Questions to get Information vs Questions to Put Them On the Spot
We all know the lawyer’s tactic of asking questions to trip them up. When bickering about something, watch out for those tactics and repent if you find yourself doing them. You have to keep reminding yourself that you are on their side. Tripping them up in conversation doesn’t win any points for anything besides maybe feeding your ego. There is no third party to please in these situations. This conversation is between you two. They will shut down, and resent you.
Instead, ask softball open ended questions. Build a warm friendly conversation and build a relationship with them. Then you can get the information you need.
The Commitment Pattern
When I was a missionary serving in Ireland, we were often taught “the commitment pattern” which is a method to help people make and keep commitments such as coming to church, quitting smoking, et cetera. This methodology can be applied to many areas in life when working with people.

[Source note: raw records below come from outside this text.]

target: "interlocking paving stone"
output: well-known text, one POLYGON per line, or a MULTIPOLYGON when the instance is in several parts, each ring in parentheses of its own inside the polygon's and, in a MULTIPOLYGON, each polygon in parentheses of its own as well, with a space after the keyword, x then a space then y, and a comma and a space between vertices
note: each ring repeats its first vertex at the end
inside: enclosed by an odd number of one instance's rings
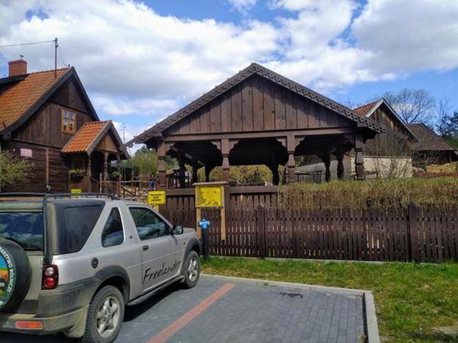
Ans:
MULTIPOLYGON (((173 286, 128 307, 117 342, 147 342, 228 281, 202 277, 190 290, 173 286)), ((364 335, 362 295, 236 283, 168 342, 359 342, 364 335)), ((61 335, 0 333, 2 343, 71 342, 61 335)))

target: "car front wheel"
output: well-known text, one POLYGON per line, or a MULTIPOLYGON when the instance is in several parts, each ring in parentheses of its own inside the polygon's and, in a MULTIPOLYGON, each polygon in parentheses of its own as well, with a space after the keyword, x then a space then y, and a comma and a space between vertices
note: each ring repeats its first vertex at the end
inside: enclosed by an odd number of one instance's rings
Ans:
POLYGON ((111 343, 121 330, 124 318, 124 299, 119 290, 106 286, 94 295, 90 302, 83 343, 111 343))
POLYGON ((184 282, 186 288, 192 288, 197 284, 200 276, 200 260, 199 255, 195 251, 191 251, 188 255, 184 264, 184 282))

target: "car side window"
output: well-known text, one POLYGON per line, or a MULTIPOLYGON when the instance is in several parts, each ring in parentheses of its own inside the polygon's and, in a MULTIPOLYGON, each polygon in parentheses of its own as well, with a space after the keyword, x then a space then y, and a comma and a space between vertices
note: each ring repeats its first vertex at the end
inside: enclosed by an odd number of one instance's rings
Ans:
POLYGON ((102 231, 102 247, 108 248, 120 245, 124 242, 124 231, 121 214, 117 207, 113 207, 106 220, 102 231))
POLYGON ((145 207, 130 207, 129 210, 141 240, 170 234, 168 225, 150 209, 145 207))

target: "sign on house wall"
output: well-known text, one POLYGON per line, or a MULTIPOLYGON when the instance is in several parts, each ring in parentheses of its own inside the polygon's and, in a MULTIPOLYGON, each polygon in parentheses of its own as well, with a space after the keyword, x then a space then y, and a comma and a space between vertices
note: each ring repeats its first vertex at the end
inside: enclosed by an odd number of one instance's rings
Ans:
POLYGON ((166 191, 150 191, 148 192, 148 205, 165 205, 166 200, 166 191))
POLYGON ((224 207, 224 185, 226 182, 197 183, 195 187, 196 227, 197 235, 201 236, 199 222, 202 219, 203 208, 219 208, 221 215, 221 237, 226 240, 226 209, 224 207))
POLYGON ((32 157, 32 149, 21 148, 21 157, 32 157))
POLYGON ((196 207, 221 207, 223 186, 196 186, 196 207))

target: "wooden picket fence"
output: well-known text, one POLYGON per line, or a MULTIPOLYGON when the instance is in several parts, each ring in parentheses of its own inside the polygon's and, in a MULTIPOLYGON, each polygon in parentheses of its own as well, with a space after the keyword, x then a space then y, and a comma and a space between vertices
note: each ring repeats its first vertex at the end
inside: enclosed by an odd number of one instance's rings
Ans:
MULTIPOLYGON (((190 224, 190 213, 175 214, 175 222, 190 224)), ((208 231, 212 255, 430 262, 458 260, 458 207, 411 205, 389 209, 313 211, 287 211, 262 205, 255 209, 232 208, 226 211, 224 240, 221 237, 219 211, 206 209, 203 216, 212 223, 208 231)))

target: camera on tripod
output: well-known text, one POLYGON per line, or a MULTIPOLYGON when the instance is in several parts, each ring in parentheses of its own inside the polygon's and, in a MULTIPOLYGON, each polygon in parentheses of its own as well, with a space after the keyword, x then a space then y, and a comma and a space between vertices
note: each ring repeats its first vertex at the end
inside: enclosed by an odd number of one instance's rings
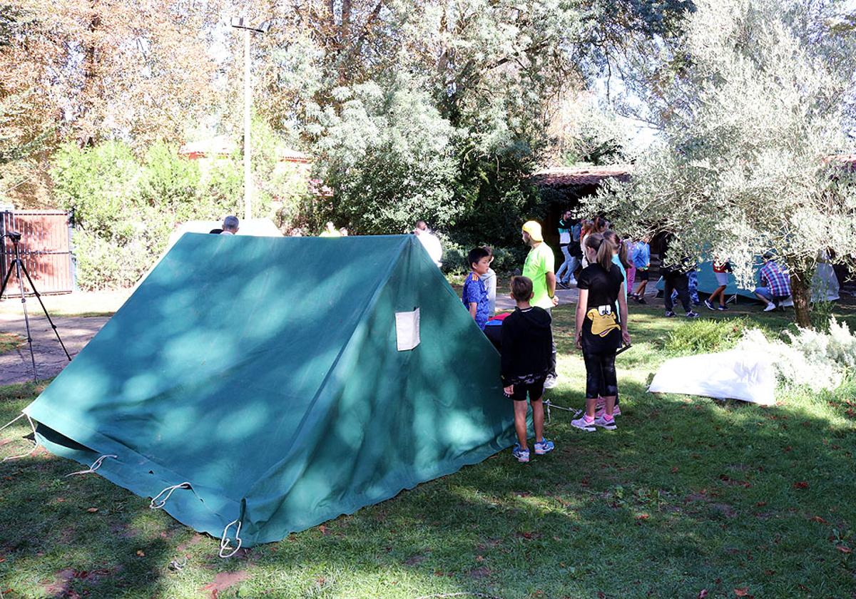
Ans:
MULTIPOLYGON (((62 338, 59 336, 59 331, 56 330, 56 325, 53 323, 51 319, 51 315, 48 314, 48 309, 45 307, 45 302, 42 301, 42 296, 38 291, 36 291, 36 284, 33 282, 33 279, 30 278, 30 273, 27 271, 27 264, 21 258, 21 247, 18 246, 18 242, 21 241, 21 234, 17 231, 9 231, 3 234, 3 237, 9 237, 12 240, 12 245, 15 246, 15 258, 9 262, 9 270, 6 272, 6 276, 3 280, 3 284, 0 285, 0 298, 3 298, 3 293, 6 291, 6 286, 9 285, 9 280, 14 274, 15 278, 18 280, 18 290, 21 293, 21 305, 24 310, 24 326, 27 328, 27 343, 30 346, 30 359, 33 361, 33 380, 38 381, 39 377, 36 376, 36 354, 33 352, 33 335, 30 333, 30 315, 27 311, 27 294, 24 291, 24 280, 21 276, 27 277, 27 282, 30 284, 30 289, 33 291, 33 294, 36 296, 36 300, 39 300, 39 305, 42 306, 42 311, 45 312, 45 317, 47 317, 48 322, 51 323, 51 328, 54 330, 54 335, 56 335, 56 341, 59 344, 62 346, 62 351, 65 352, 65 357, 71 361, 71 355, 68 353, 68 350, 65 348, 65 343, 62 342, 62 338), (13 268, 14 267, 14 268, 13 268)), ((3 239, 0 237, 0 240, 3 239)), ((0 260, 5 261, 6 259, 6 249, 3 247, 0 244, 0 260)))

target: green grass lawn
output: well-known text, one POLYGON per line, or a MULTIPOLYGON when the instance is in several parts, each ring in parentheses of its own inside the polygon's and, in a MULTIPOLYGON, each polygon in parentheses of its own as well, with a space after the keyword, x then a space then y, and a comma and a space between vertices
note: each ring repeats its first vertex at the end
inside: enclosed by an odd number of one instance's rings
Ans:
MULTIPOLYGON (((856 384, 791 391, 770 408, 653 396, 646 383, 687 324, 639 307, 618 359, 617 431, 572 430, 555 410, 551 454, 521 465, 505 451, 229 560, 147 499, 97 475, 65 477, 76 463, 45 452, 2 463, 0 594, 856 596, 856 384)), ((555 311, 562 378, 550 394, 580 406, 572 310, 555 311)), ((704 316, 771 332, 789 322, 742 312, 704 316)), ((0 388, 0 424, 40 388, 0 388)), ((28 432, 24 420, 0 431, 0 456, 27 451, 28 432)))
POLYGON ((5 353, 6 352, 11 352, 13 349, 17 349, 26 341, 27 340, 20 335, 0 331, 0 353, 5 353))

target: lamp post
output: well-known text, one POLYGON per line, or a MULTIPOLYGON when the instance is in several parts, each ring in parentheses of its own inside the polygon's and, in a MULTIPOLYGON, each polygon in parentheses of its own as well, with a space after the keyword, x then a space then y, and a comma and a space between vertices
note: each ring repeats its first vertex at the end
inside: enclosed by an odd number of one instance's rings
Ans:
POLYGON ((250 169, 250 108, 253 105, 253 86, 250 83, 250 32, 265 33, 270 28, 269 19, 252 26, 242 16, 232 18, 232 27, 244 30, 244 220, 253 217, 253 172, 250 169))

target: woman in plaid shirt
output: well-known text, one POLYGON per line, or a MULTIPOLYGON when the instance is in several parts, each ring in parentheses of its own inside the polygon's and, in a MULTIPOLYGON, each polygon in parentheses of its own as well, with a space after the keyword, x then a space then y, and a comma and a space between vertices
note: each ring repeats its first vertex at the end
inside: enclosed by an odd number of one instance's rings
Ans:
POLYGON ((791 294, 791 278, 779 264, 773 260, 773 254, 764 255, 764 266, 758 272, 761 287, 755 288, 755 295, 767 305, 764 311, 776 310, 776 305, 791 294))

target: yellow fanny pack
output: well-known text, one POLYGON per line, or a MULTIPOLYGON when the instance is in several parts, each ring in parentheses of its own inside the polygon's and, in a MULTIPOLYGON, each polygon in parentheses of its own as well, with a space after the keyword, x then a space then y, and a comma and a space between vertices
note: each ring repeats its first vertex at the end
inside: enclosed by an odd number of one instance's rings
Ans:
POLYGON ((586 312, 586 317, 591 321, 591 335, 605 337, 609 331, 621 329, 611 305, 598 305, 586 312))

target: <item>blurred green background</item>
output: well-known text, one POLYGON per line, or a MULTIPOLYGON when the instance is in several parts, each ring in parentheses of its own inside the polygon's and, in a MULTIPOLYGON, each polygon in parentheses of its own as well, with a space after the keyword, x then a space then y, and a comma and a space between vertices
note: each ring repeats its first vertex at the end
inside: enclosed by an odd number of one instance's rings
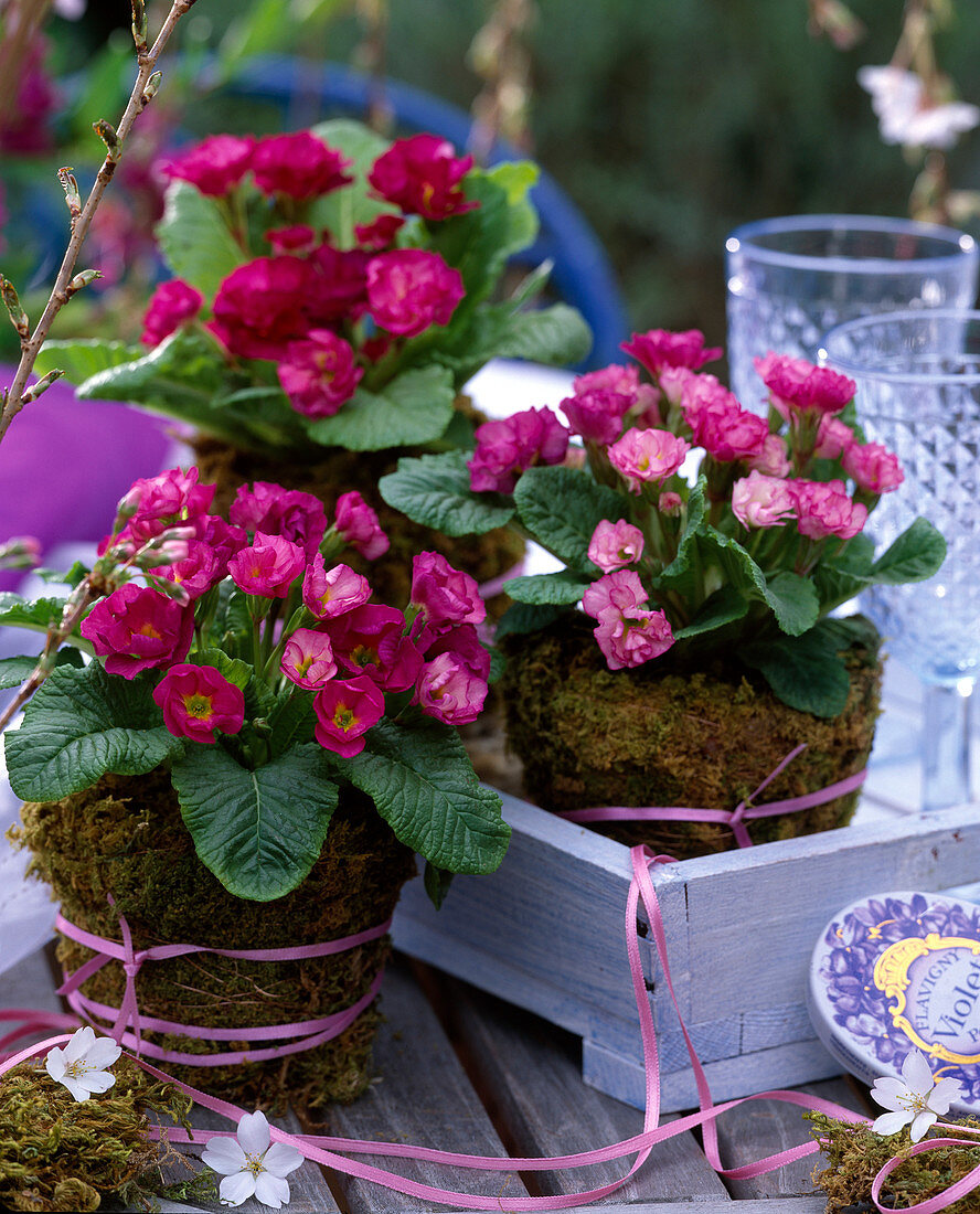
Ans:
MULTIPOLYGON (((232 73, 261 51, 356 63, 367 7, 198 0, 181 29, 185 76, 168 67, 160 98, 191 102, 177 109, 198 134, 267 130, 276 119, 261 108, 194 92, 203 57, 217 49, 219 67, 232 73)), ((390 0, 387 75, 469 109, 482 81, 468 52, 491 7, 390 0)), ((537 0, 526 34, 532 152, 599 234, 635 328, 698 327, 724 341, 723 248, 740 222, 907 212, 917 165, 882 144, 856 83, 860 66, 891 56, 903 2, 852 0, 851 8, 867 34, 840 51, 808 33, 805 0, 537 0)), ((126 0, 90 2, 83 22, 52 23, 62 72, 89 66, 64 119, 77 135, 100 117, 94 107, 108 104, 119 64, 123 78, 131 72, 128 32, 111 34, 114 22, 128 25, 126 0)), ((980 101, 975 0, 961 0, 937 46, 963 100, 980 101)), ((950 172, 958 188, 980 186, 980 132, 951 153, 950 172)))

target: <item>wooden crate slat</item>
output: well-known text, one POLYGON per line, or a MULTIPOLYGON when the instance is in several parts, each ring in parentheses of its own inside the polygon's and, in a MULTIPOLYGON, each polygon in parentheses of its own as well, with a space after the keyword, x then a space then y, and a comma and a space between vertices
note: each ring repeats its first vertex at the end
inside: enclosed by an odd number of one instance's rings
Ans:
MULTIPOLYGON (((410 976, 390 965, 383 986, 385 1014, 374 1059, 378 1083, 353 1105, 329 1111, 327 1133, 351 1139, 404 1141, 469 1155, 506 1156, 442 1027, 410 976)), ((516 1173, 453 1172, 435 1164, 373 1159, 368 1163, 441 1189, 481 1195, 523 1196, 516 1173)), ((335 1173, 349 1214, 426 1210, 432 1202, 335 1173)))
MULTIPOLYGON (((642 1130, 642 1114, 583 1089, 578 1050, 560 1031, 453 980, 449 1027, 466 1049, 468 1070, 488 1107, 498 1110, 511 1155, 554 1156, 622 1141, 642 1130)), ((619 1180, 628 1157, 591 1168, 538 1173, 543 1193, 571 1193, 619 1180)), ((602 1204, 725 1197, 693 1135, 655 1148, 641 1170, 602 1204)))

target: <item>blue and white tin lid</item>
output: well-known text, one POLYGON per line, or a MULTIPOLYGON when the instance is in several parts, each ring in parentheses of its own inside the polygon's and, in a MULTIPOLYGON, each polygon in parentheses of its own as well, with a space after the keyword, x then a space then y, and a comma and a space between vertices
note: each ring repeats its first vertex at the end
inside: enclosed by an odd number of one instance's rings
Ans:
POLYGON ((980 1113, 980 906, 940 894, 879 894, 845 907, 814 949, 810 1019, 867 1084, 912 1050, 959 1080, 953 1111, 980 1113))

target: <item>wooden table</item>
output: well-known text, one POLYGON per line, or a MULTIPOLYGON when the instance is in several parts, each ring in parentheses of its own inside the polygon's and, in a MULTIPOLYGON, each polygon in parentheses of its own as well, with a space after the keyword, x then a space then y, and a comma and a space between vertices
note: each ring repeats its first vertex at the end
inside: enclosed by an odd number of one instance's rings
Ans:
MULTIPOLYGON (((0 1006, 58 1010, 46 954, 35 953, 0 975, 0 1006)), ((386 1022, 375 1048, 378 1082, 357 1104, 333 1110, 321 1133, 476 1155, 546 1156, 616 1142, 642 1129, 640 1112, 582 1083, 579 1043, 528 1012, 403 959, 385 976, 383 1010, 386 1022)), ((866 1089, 850 1079, 800 1090, 871 1112, 866 1089)), ((210 1118, 202 1112, 194 1121, 202 1127, 228 1128, 223 1119, 210 1118)), ((279 1124, 300 1129, 295 1117, 279 1124)), ((805 1141, 808 1130, 799 1110, 788 1105, 744 1105, 719 1122, 723 1158, 730 1165, 747 1163, 805 1141)), ((597 1187, 621 1176, 630 1162, 574 1173, 451 1175, 448 1169, 395 1161, 392 1170, 443 1189, 516 1197, 597 1187)), ((808 1156, 755 1180, 724 1182, 709 1167, 695 1134, 687 1133, 655 1147, 628 1185, 588 1208, 601 1207, 607 1214, 822 1214, 825 1202, 810 1182, 818 1163, 820 1156, 808 1156), (778 1202, 774 1204, 772 1198, 778 1202)), ((312 1163, 305 1163, 289 1180, 290 1214, 451 1209, 325 1174, 312 1163)), ((192 1212, 199 1207, 165 1202, 163 1209, 192 1212)), ((267 1207, 250 1201, 238 1209, 260 1214, 267 1207)))

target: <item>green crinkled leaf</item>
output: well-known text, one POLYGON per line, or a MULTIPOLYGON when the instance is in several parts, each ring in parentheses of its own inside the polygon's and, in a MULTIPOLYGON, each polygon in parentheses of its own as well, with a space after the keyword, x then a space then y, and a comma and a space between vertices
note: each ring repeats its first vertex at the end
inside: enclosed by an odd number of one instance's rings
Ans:
POLYGON ((803 636, 774 636, 741 651, 742 659, 765 677, 791 708, 814 716, 844 711, 850 680, 839 654, 839 636, 821 620, 803 636))
POLYGON ((56 368, 64 371, 66 379, 73 384, 84 384, 86 379, 119 367, 120 363, 141 358, 145 347, 129 346, 125 341, 46 341, 38 353, 34 370, 46 375, 56 368))
POLYGON ((380 392, 358 388, 333 418, 307 422, 313 442, 355 452, 409 447, 438 438, 453 418, 455 390, 444 367, 414 368, 380 392))
POLYGON ((556 465, 528 469, 514 490, 514 504, 538 543, 576 573, 595 575, 589 541, 599 523, 623 517, 614 489, 596 484, 583 471, 556 465))
MULTIPOLYGON (((81 654, 72 646, 58 649, 55 657, 55 666, 85 665, 81 654)), ((10 691, 11 687, 19 687, 38 669, 38 656, 23 654, 17 658, 0 658, 0 691, 10 691)))
POLYGON ((374 800, 398 839, 437 868, 492 873, 504 858, 510 827, 500 798, 481 787, 454 730, 381 721, 359 755, 335 765, 374 800))
POLYGON ((249 771, 220 745, 189 745, 172 767, 181 815, 200 862, 230 894, 271 902, 319 856, 336 807, 321 747, 294 747, 249 771))
POLYGON ((249 260, 215 199, 186 181, 171 181, 166 187, 157 239, 174 277, 196 287, 205 300, 213 300, 228 274, 249 260))
POLYGON ((526 632, 539 632, 556 619, 568 613, 567 607, 539 607, 533 603, 514 603, 508 607, 497 625, 498 641, 512 634, 523 636, 526 632))
POLYGON ((470 489, 468 459, 466 452, 400 459, 378 488, 395 510, 446 535, 482 535, 505 527, 514 507, 495 493, 470 489))
POLYGON ((536 573, 529 577, 511 578, 504 583, 504 592, 519 603, 571 607, 578 602, 589 584, 578 574, 562 569, 559 573, 536 573))
POLYGON ((924 582, 937 573, 946 560, 946 540, 925 518, 911 523, 871 567, 871 580, 896 586, 924 582))
POLYGON ((107 675, 100 663, 58 666, 6 734, 13 792, 26 801, 56 801, 91 787, 106 772, 140 776, 183 749, 163 724, 153 685, 107 675))

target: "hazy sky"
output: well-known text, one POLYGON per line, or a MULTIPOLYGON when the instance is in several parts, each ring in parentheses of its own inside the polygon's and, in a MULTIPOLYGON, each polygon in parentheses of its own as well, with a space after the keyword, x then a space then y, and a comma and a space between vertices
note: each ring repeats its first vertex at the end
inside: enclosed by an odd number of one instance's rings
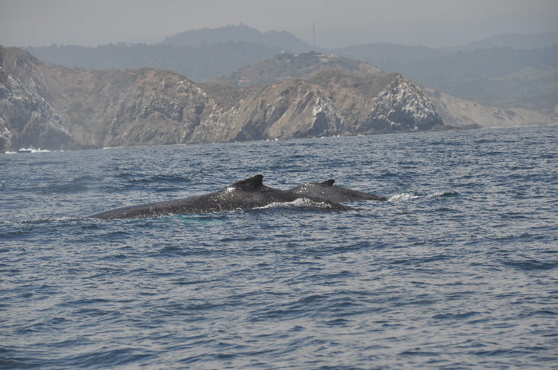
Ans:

First, you start off be building a relationship of trust. Take time to get your wife or kids (or coworkers for that matter) to see that you are on your side. This is more than buttering them up to manipulate them. Demonstrate that you love them, that you want the best for them and that you can be trusted. This may take some time.
Second, explain the principle. This may be something like safety for the reason why you don’t want your son out past 11pm. Do it in a calm tone that is not nagging or condescending. Help them see your love and concern for them to keep that relationship of trust.
Third, ask a direct “will you” question. Asking a straightforward “Will you come home by 11pm?” Goes a long ways to establish expectations. Have them respond, yes or no. In order for them to acknowledge and to put accountability on themselves, rather than you telling them to be back by 11. You may respond with expectations and consequences.
Fourth, “follow up”. Establish that you will follow up on their commitment to see if they really did. It may mean you waiting up until they get home, or having them call. Either way, acknowledging them when they did or did not do what they promised sets up expectations for the next time.
Conclusion
Listening is far more than hearing what someone is saying. Responding and following up are just as important. But in order to get them to listen in the first place, they need to trust you. This means they need to believe you love and care for them.